La asamblea definió los lineamientos que la delegación llevará al próximo congreso de la FATPREN en Córdoba, donde se discutirá la actualización del Estatuto del Periodista. Asimismo, se ratificó el compromiso innegociable con la defensa de los medios públicos, a pocos días de cumplirse un nuevo aniversario del cierre de la agencia Télam. En un gesto de solidaridad de clase, los trabajadores de prensa votaron aportar al fondo de lucha del SUTNA y participar de la movilización junto a los trabajadores del neumático el próximo martes a Plaza de Mayo.

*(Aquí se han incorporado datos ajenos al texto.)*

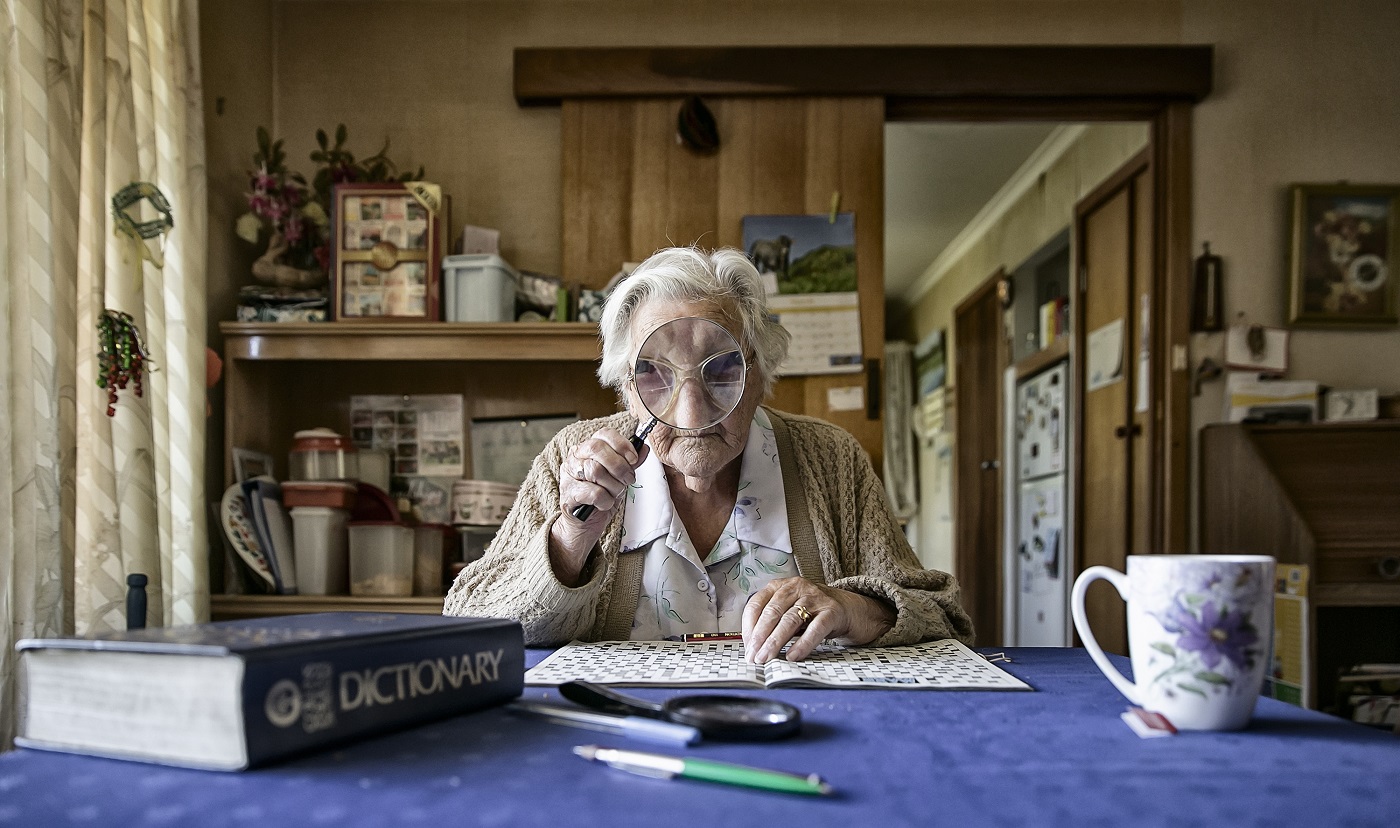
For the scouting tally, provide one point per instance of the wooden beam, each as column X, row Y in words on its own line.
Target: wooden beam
column 990, row 73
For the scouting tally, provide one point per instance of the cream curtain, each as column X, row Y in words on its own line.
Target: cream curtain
column 97, row 95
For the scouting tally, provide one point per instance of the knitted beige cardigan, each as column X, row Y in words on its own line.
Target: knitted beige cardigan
column 842, row 527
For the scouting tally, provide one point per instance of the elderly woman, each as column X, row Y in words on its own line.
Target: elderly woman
column 766, row 523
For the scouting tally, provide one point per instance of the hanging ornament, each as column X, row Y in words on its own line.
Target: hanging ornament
column 137, row 231
column 121, row 356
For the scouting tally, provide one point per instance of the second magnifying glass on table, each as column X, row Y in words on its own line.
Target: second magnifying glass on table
column 689, row 374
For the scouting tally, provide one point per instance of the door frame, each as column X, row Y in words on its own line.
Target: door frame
column 1152, row 83
column 980, row 569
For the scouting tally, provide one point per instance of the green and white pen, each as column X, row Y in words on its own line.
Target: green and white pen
column 664, row 767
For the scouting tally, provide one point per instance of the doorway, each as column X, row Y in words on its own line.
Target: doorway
column 1005, row 328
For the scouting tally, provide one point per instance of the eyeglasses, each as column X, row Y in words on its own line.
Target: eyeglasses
column 721, row 377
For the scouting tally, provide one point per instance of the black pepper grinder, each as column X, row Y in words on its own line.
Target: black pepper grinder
column 136, row 601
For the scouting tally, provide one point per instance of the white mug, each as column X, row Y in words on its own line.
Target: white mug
column 1200, row 628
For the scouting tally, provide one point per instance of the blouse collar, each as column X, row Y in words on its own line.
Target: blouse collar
column 759, row 512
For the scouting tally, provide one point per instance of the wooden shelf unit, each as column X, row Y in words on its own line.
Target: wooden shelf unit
column 1326, row 495
column 240, row 607
column 284, row 377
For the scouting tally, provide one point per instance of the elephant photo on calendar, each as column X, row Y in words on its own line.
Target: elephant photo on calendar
column 802, row 254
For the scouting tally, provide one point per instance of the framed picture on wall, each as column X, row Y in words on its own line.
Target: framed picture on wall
column 387, row 252
column 1344, row 241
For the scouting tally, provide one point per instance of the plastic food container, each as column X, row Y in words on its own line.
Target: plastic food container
column 381, row 559
column 324, row 493
column 478, row 287
column 431, row 545
column 321, row 454
column 482, row 502
column 319, row 538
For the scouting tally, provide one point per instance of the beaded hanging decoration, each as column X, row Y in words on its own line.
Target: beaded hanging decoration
column 122, row 356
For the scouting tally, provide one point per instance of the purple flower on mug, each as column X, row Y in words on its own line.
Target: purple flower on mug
column 1215, row 635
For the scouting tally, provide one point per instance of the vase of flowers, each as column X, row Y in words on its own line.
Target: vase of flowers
column 293, row 215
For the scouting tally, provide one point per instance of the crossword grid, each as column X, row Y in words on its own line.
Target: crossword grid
column 944, row 664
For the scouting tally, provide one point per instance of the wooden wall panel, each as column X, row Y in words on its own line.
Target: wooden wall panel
column 629, row 188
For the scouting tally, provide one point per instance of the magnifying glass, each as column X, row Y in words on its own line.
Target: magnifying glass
column 689, row 374
column 714, row 716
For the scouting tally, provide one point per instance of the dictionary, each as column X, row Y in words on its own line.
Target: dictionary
column 235, row 694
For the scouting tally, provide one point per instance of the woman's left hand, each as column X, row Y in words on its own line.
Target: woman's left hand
column 797, row 607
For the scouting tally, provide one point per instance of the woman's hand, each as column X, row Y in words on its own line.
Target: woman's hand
column 794, row 605
column 594, row 472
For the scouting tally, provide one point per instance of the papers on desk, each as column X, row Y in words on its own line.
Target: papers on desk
column 944, row 664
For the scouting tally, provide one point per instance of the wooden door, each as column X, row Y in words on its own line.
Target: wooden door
column 1115, row 390
column 977, row 562
column 630, row 188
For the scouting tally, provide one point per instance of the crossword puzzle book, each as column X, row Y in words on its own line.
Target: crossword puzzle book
column 944, row 664
column 241, row 692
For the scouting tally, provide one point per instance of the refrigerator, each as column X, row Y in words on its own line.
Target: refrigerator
column 1040, row 566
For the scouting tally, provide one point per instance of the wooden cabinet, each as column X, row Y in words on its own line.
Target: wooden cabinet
column 284, row 377
column 1327, row 496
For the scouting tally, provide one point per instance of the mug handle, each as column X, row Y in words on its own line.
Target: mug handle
column 1081, row 625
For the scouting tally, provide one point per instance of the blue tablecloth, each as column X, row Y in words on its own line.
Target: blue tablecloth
column 1054, row 757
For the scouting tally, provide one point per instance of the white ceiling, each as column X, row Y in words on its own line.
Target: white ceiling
column 937, row 178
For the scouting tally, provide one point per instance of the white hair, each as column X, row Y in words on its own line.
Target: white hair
column 724, row 279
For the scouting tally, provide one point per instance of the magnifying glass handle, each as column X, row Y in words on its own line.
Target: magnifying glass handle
column 585, row 510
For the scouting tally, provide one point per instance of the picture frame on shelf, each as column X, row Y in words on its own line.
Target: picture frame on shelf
column 385, row 252
column 1350, row 404
column 1344, row 240
column 249, row 464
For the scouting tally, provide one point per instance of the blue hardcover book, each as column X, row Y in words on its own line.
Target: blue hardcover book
column 235, row 694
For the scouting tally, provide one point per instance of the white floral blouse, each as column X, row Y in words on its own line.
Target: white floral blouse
column 683, row 591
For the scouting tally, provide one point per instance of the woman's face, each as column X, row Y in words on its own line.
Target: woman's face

El plano internacional también tuvo su espacio con un repudio unánime al asesinato de más de 200 periodistas en Palestina, víctimas de los bombardeos en la Franja de Gaza. Hacia el final, la asamblea votó acompañar la convocatoria de la CGT para el próximo 30 de abril, en el marco del Día Internacional de la Clase Trabajadora, consolidando un esquema de unidad con el resto de las centrales obreras frente al ajuste.

El momento de mayor emotividad se vivió durante el cierre a cargo de Pablo Grillo, quien fue recibido con aplausos tras su proceso de recuperación. Grillo, quien se convirtió en un símbolo de la pelea contra la represión estatal durante las coberturas de calle de este gobierno, brindó un discurso que cerró la jornada con un mensaje de esperanza y lucha. Para el SiPreBA, su presencia representa la síntesis de un gremio que, a pesar de los ataques y la crisis del sector, elige mantenerse en pie en defensa de la información como un derecho social.